I've always told him that his perspective is nothing like anyone I've ever met.  In the coming year, the WRITE Balance is going to include writing from Mr. Butler.  He's super smart, loves woodworking and the outdoors, but also has an interesting take on life as a single-income, engineer, homeschool dad.  I hope you come to appreciate him the way I do!

I'm an engineer but don't engineer much anymore.  I manage an engineering team and help where I can at home.  I've changed jobs or been promoted 5 times in 4 years, and though it's a complicated story only the first job-change was one I sought out. The others were more like "we need you to come do this thing".  In four years I went  from managing only myself to managing 18 other people so to say my bandwidth has become saturated lately is an understatement.  Problem with me happens to be that I don't seem to be particularly self aware.  This means that I don't recognize my bandwidth saturation until it's almost, or too, late.

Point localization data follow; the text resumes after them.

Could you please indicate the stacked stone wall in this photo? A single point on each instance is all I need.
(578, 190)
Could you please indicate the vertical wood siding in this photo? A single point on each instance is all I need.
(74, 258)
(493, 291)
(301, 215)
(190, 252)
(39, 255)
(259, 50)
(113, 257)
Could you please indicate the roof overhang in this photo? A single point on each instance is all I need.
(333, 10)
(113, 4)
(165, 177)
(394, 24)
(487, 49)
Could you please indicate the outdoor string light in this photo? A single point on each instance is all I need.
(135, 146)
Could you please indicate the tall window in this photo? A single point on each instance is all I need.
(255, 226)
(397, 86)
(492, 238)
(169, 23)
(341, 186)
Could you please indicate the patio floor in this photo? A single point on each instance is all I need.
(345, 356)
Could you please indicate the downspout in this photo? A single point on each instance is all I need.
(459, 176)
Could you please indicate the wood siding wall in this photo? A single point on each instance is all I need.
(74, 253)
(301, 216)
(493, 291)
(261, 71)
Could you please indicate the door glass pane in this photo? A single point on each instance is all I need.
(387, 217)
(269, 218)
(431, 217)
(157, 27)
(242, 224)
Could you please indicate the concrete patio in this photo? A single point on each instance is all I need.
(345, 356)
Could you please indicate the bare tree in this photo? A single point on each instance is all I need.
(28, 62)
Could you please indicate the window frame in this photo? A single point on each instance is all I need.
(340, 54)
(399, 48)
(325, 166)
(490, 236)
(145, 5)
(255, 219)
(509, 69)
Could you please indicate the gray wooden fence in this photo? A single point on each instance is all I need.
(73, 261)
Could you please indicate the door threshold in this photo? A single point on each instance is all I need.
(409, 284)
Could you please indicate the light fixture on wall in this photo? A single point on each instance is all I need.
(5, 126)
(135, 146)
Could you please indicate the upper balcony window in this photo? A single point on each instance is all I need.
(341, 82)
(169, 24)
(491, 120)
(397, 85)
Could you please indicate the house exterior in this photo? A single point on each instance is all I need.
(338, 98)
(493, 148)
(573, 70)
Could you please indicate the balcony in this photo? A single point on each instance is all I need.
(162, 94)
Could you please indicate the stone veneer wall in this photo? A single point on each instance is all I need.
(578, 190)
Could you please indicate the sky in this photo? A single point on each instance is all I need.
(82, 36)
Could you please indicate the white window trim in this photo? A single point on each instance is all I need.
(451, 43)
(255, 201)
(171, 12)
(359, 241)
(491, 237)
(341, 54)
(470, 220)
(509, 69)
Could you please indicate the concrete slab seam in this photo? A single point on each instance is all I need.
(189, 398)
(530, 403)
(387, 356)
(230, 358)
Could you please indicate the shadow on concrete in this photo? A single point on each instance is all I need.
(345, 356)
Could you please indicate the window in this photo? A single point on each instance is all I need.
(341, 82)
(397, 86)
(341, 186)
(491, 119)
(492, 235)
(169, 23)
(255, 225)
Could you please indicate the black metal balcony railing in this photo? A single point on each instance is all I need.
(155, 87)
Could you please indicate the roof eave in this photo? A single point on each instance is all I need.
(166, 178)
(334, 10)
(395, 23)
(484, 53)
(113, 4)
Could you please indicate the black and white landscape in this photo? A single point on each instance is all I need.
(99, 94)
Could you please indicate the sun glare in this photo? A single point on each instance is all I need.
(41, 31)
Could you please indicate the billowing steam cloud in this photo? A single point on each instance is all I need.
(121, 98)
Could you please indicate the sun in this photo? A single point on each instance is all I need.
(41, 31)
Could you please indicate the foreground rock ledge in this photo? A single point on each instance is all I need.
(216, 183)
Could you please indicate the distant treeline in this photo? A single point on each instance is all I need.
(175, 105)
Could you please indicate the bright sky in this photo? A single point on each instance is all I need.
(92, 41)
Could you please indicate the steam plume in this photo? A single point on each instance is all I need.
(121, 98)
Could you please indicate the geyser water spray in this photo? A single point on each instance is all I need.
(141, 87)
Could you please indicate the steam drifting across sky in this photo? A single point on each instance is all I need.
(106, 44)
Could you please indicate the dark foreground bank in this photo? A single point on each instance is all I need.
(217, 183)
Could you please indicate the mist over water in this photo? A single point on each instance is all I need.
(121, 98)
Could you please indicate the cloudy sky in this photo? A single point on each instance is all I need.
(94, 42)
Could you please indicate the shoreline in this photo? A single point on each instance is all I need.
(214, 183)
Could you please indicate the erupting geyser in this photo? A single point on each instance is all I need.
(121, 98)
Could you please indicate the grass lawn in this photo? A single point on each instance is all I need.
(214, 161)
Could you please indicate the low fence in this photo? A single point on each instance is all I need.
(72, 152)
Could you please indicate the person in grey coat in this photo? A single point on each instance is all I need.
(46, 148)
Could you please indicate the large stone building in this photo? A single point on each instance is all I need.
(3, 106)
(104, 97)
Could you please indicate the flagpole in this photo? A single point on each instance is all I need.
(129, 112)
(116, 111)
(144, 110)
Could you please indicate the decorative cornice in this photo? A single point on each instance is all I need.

This saturation and the realization of it has been tough to accept.  Growing up, task-saturation or time management wasn't talked about so I went all the way through college into adulthood not realizing or having the capability to deal with it, though I can't say I ever felt task saturated before maybe 2-3 years ago, after having a 3rd kid, and moving to more difficult jobs.

Engineers are generally solitary people and have to usually be given a structured environment, and forced into, social situations.  So cube life seemed to suit me well.  I could do my own thing and generally stay out of the way, and have enough time for myself.  It wasn't till I was forced out of that life that I began to realize I wasn't normal, at least for an engineer.

I'd taken a Meyer's-Briggs test before we got married, and came out squarely introverted.  After going through changes that forced me out of my shell I retook that test at work and came out moderately extroverted, which I now accept as the  reality.  This apparently isn't the norm, unless you have past things that may have driven you one way or the other, which I have.  When I met my wife she would have told you she was extroverted, but now she'd say introverted all the way and that the extroversion was driven by childhood stuff.

I'm interested now that I have kids in how the things we do as parents that don't seem like much have such a large impact on our kids, and how in the future that kid, as an adult, may not be able to quantify why they do the things they do or feel the way they feel.  Simply because it wasn't ever ONE direct thing that shaped that behavior but the presence or absence of something on a multitude of small occasions.  So as an adult you hear a voice telling you to do something but can't ever think of a direct time your parents ever said that.

This isn't to say you as a parent are going to completely fail, but that you DO have to be cognizant of what your actions and words say even if they don't feel like that much to you.  To say, "that shouldn't matter" is to disregard the reality of what your actions actually mean to someone small whose entire worldview is shaped by those small moments.

Suffice it to say I've made mistakes as a parent in this arena, things I regret deeply and hope fervently that I can do enough to overcome both for myself and for my kids.  At the same time I realize that messing up in the moment as a parent is an opportunity to model repentance and ask for forgiveness where appropriate.  Nobody is perfect, but also, no one is a complete failure.